Çiçeği burnunda bu yeni başkan, üslendiği ve üsleneceği misyonu arz etmek için, El Hayat gazetesine bir röportaj veriyor ve bu röportajda "gelecekteki savaşın İslamcılarla" olacağını söylüyordu.

General eş Şeyh"in açıklamaları İsra Haber tarafından Türkçeleştirilerek yayınlanmasıyla birlikte Türkiye"de büyük bir yankı uyandırmış, bunun üzerine, ülkemizdeki Suriye Dayanışma Platformu, ortaya çıkan bu aykırılığın giderilmesi için, Eş Şeyh"in bir tekzip yayınlamasını istemiş, Eş Şeyh de bir açıklama yaparak, Haksöz sitesine ulaştırmıştı.

Bu arada küçük bir ayrıntı belki ama, öğrenmek isteğimizi mazur görsünler; biz söz konusu haberi El Hayat gazetesinin internet sitesi üzerinden Türkçeleştirip yayınlamıştık. Haberi de İsra Haber yayın yönetmeni kardeşimiz İsa Eren hazırlamıştı. Nitekim kendisi de "tekzip" konusunda etraflıca bir açıklama yaptı. Şimdi biz bu "tekzip" haberinin kaynağını öğrenebilir miyiz acaba?

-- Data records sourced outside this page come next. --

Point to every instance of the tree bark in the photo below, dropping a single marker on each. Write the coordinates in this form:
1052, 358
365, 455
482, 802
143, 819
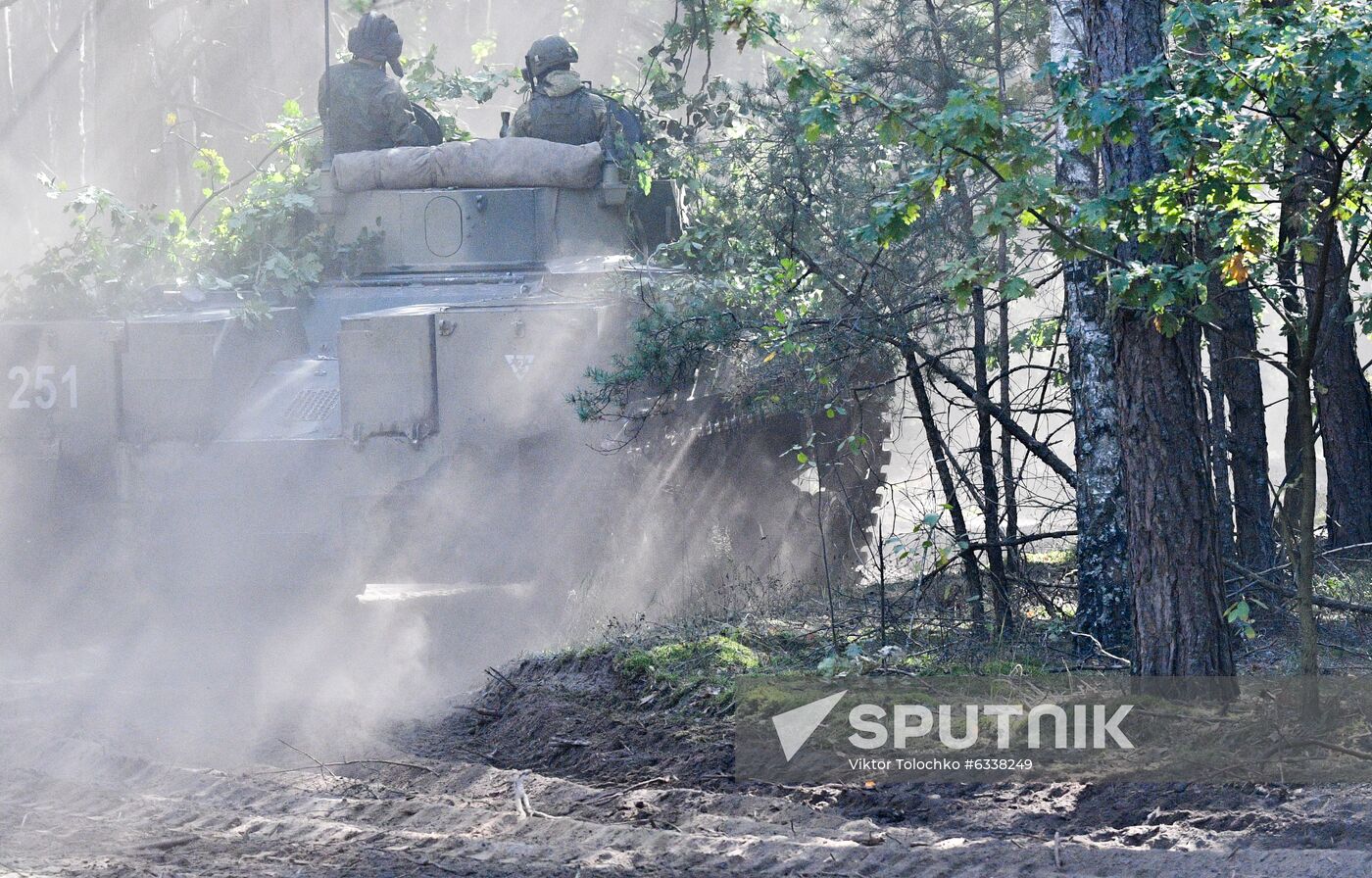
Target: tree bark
1102, 538
950, 490
1255, 546
990, 484
1342, 395
1176, 573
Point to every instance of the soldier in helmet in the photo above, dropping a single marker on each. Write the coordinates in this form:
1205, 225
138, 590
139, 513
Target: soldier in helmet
560, 107
360, 105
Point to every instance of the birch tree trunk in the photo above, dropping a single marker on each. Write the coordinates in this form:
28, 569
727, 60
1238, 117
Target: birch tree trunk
1175, 571
1102, 539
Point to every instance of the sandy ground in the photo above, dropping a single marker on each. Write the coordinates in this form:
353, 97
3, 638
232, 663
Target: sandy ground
633, 795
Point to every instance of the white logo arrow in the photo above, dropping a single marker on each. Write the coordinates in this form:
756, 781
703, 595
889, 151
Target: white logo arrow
795, 727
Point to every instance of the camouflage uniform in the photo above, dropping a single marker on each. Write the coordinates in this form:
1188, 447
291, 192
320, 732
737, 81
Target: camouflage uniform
563, 110
366, 109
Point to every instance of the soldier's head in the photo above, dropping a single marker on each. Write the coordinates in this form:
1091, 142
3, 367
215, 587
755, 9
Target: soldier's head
379, 40
548, 55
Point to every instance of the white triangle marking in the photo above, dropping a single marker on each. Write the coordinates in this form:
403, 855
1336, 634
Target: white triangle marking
518, 364
795, 727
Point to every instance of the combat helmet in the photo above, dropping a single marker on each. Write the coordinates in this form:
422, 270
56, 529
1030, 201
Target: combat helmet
376, 37
548, 54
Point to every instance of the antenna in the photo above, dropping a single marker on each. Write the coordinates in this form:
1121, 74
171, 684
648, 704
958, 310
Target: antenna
328, 31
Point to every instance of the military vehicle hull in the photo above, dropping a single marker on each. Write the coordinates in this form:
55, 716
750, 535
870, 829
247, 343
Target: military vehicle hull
407, 429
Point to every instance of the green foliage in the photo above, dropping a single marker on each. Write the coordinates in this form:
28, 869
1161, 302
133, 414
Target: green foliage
436, 89
267, 244
114, 257
709, 656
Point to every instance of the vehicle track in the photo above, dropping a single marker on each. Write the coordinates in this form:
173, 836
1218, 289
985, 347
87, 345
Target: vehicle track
77, 806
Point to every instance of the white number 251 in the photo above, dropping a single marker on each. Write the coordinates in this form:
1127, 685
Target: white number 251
40, 387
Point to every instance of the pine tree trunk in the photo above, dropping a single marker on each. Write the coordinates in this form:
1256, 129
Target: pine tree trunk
1176, 576
1004, 621
1345, 408
1255, 548
1102, 539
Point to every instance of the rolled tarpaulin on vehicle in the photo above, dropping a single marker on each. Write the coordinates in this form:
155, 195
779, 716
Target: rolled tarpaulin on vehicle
511, 162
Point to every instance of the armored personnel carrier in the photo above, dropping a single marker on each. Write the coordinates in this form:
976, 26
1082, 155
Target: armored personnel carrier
408, 428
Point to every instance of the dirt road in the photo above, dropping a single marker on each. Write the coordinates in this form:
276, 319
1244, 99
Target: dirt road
109, 813
84, 805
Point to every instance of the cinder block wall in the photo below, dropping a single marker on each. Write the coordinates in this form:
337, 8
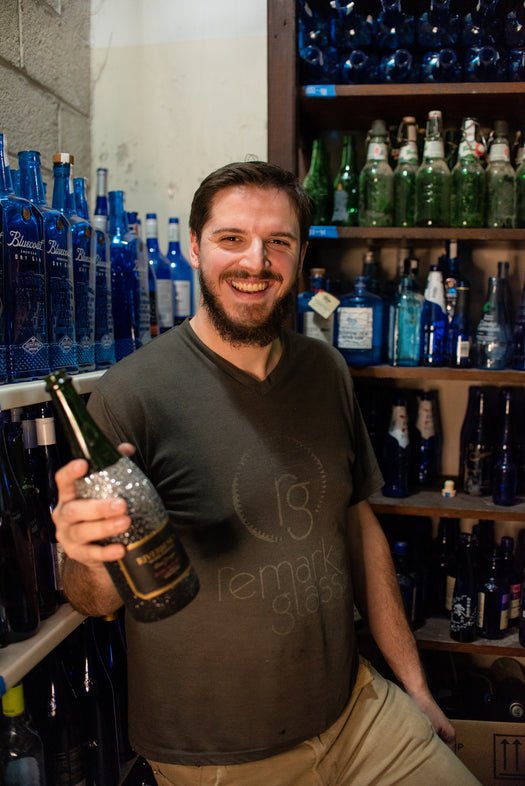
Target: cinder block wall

Bu "tekzip" herhangi bir haber ajansı veya internet sitesinden çeviri veya iktibas yoluyla yayınlanmadığı için, "özel haber" olarak yayınlanan bu haberin kaynağı nedir? Mustafa El Şeyh"e ulaşılarak, kamuoyunda oluşan tepkiyi dindirmek için kendisinden açıklama mı istenmiştir, öyle ise kim istemiştir ve kendilerine nasıl ulaşmışlardır? Yoksa, Generalin Türkiye"deki yayınları takip eden bir enformasyon birimi, bunu bir gereklilik görerek, Eş Şeyh"in açıklamasını uygun gördüğü bir siteye ulaştırıp "özel haber" formunda yayınlanmasını mı sağlamıştır? Bu küçük ayrıntıyı bu "özel haber"i yayınlayan kardeşlerimiz açıklarlar inşallah.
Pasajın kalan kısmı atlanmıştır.